How This Skill Works
Start by capturing audience needs, data constraints, and decisions. Then choose a layout pattern and a component library, define a theme and a Plotly figure template, and build the layout skeleton before coding callbacks. Implement callbacks with clear inputs and outputs, and optimize slow paths with caching or pre-aggregation.
When to Use It
- You're building a layout-first dashboard where the UI communicates hierarchy (layout-first workflow).
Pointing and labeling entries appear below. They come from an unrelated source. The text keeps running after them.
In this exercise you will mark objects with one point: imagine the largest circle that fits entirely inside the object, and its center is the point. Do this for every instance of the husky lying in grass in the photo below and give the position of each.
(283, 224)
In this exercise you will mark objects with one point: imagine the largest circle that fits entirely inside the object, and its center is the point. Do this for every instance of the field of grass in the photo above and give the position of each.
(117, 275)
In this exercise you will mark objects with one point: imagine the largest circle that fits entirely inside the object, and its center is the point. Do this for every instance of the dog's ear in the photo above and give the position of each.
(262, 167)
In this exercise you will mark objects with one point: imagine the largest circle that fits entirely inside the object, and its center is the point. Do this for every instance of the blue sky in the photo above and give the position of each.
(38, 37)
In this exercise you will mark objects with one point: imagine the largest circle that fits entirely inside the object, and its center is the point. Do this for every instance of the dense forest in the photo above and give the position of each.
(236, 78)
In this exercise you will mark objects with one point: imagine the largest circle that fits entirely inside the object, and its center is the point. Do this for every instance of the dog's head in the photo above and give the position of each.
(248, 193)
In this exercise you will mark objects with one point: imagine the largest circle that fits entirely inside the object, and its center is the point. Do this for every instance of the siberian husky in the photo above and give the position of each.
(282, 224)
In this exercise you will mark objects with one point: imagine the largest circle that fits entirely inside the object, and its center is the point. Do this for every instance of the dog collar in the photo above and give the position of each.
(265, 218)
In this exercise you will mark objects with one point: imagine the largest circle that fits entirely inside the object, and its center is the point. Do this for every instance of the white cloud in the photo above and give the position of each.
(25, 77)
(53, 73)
- You need consistent theming and a shared figure template across charts.
- You have slow callbacks and need caching or pre-aggregation to speed up interactivity.
- You're delivering a production-ready app scaffold with a robust layout and callback structure.
- You're aligning audience, data sources, filters, and deployment constraints early in the project.
Quick Start
- Step 1: Capture audience, decisions, data sources, and update cadence.
- Step 2: Pick a layout pattern and define a theme + Plotly figure template.
- Step 3: Build the layout skeleton, wire up callbacks with clear inputs/outputs, and optimize slow paths.
Best Practices
- Capture audience and decision criteria upfront (audience, data constraints, update cadence).
- Pick a layout pattern and a component library to standardize UI across charts.
- Define a theme and Plotly figure template to ensure visual consistency.
- Build the layout skeleton before implementing callbacks to avoid rework.
- Keep callbacks small and focused; optimize slow paths with caching or pre-aggregation.
Example Use Cases
- Example 1: Layout-first workflow—Header + filters + KPI row + primary trends + breakdown table.
- Produce a production-ready Dash scaffold with a clear layout and defined callbacks.
- Apply consistent theming across charts via a defined theme and Plotly figure templates.
- Coordinate styling with style references (STYLE_GUIDE.md and FIGURE_STYLE.md) for uniform visuals.
- Address performance early by caching expensive steps to reduce callback latency.